Re: PicoLisp is DEAD (Was: PicoLisp and its (lack of) libraries)

2012-01-25 Thread Henrik Sarvell
I never came up with that DEAD headline and have no idea who did and
don't agree with it.

Let's take Clojure as an example again, no one in their right mind
would think that that language would have the adoption it has if it
wasn't based on Java with easy interoperability to get at all that
legacy Java code.

Having read the whole discussion so far maybe what is needed is a
simple REST web framework that can be easy to get up and running in
order to garner more interest.

That combined with some kind of general distributed database for the
new cloudy times!





On Thu, Jan 26, 2012 at 3:06 AM, Meadowlark technology
meadowlarkt...@tiscali.co.uk wrote:
 * A message from one of the silent *

 I have just used Picolisp (PL) to write a tiny application that
 generates web sites from xml files.  It was great fun, and I use it in
 my business.  I am profoundly impressed with the power of the language.

 I agree that picolisp can he hard to follow when you look at coding
 examples, and more documentation is always good, but take a look at this
 if you struggle:

 http://rosettacode.org/wiki/Category:Programming_Tasks

 It is a list of typical programming tasks and how to solve them in a
 range of languages.

 Surprisingly picolisp code solutions are numerous.  More so than more
 mainstream languages.  You might also note that the PL solutions are
 more succinct in most cases than other languages.

 Keep up the good work everyone.  It is much appreciated.

 Regards

 Mark Stephens




 On Mon, 2012-01-23 at 11:25 +1100, Konrad Zielinski wrote:
 I have to disagree. Having a framework comes later. There are two
 things that work against picolisp.

 1. Lack of floating point numbers. Yes I know its a design decision
 and yes I know its not likely to change. But it is a lack that does
 put a lot of potential users off in the first five minutes, even if
 the problem they are trying to solve right now does not neat flaoting
 point numbers.

 2. Lack of documentation. The langauge reference is terse and hard to
 understand. Meanwhile what tutorials do exist only cover a small
 faction of the langage. THis leaves it dificult to work out how most
 of the language needs to be used. In particular the list manipulation
 primites are just not adaquatly covered anywhere.

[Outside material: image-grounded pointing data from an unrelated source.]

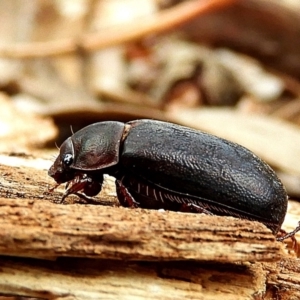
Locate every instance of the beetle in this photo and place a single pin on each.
(163, 165)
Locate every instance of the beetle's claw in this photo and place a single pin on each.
(51, 189)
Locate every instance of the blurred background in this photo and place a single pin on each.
(228, 67)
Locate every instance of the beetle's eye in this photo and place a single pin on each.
(67, 159)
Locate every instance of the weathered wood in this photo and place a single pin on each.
(40, 229)
(205, 257)
(84, 279)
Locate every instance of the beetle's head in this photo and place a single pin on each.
(91, 149)
(61, 170)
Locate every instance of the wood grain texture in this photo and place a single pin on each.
(79, 251)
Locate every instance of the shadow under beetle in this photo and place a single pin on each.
(163, 165)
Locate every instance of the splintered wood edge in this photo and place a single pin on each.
(38, 228)
(33, 226)
(87, 279)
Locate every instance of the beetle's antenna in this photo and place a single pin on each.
(290, 234)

 This is the big one in my opinion. And having good documentation is
 very much part of what made languages like Python and Ruby take off in
 the first place. Python started life as a teching language so it had
 doccumentation from the begining.

 This is about as far as I end up getting every time I have a foray
 into using picoLisp. I love the language in theory, but Just can't do
 anything with it in practice. Often I work at odd moments without an
 internet connection and getting to the I can't find any way to do X
 problem is likely to end with I'll do it in python, rather then a post
 to mailing list.

 3. Having a home grown database, rather then a clean binding to
 various SQL backends is likewise problametic. For a commerical point
 of view I would never be willing to recommend such a setup as it would
 expose me to too much Risk.

 Eventually data loss will occure. and If you are the one who chose
 this unproven technology without wide industry acceptence you are the
 one who will get all the blame.

 regs

 Konrad



 On Mon, Jan 23, 2012 at 8:33 AM, Terry Palfrey
 terrypalfrey...@gmail.com wrote:
 
 
  On Sun, Jan 22, 2012 at 5:42 AM, Jakob Eriksson ja...@aurorasystems.eu
  wrote:
 
  Don't confuse the silence of the majority for consent, one way or another,
  it's like politics. The most vocal proponents of any standpoint, are not
  likely to represent any majority.  And I haven't even touched on the
  possibility that the majority can be wrong. Right or wrong or correct
  or useful is not decided in a popularity contest.
 
 
  In a world where all is (1's) and (0's) making the machine bow to your
  vision is a
  complex undertaking. You can use remote robotic constructions which are
  simply
  abstracted abstractions of a belief system or you can work more closely to
  what
  you are thinking of having happen. It doesn't matter what the world thinks
  or what
  the experts declare but it often has something to do with ego, bias and
  money.
 
  Lisp as written about across the net and through interviews and books comes
  with
  a guarantee, it is smaller code, faster development and more direct
  expression
  and now computing power has caught up but mindset lags.
 
 
  PicoLisp is old, but
  PicoLisp in a sense is very new - in the area where I personally see most
  potential (embedded in embedded hardware and embedded in programs), it has
  had a proprietary friendly license only since 2010. On the server it
  gained
  a 64 bit port only in 2009 and for reference and research a Java version
  2010.
  Super easy library calling also came with the 64 bit version.
 
 
 
  Perhaps a look at what Perl, Ruby, Python et al did to become popular 

Re: PicoLisp is DEAD (Was: PicoLisp and its (lack of) libraries)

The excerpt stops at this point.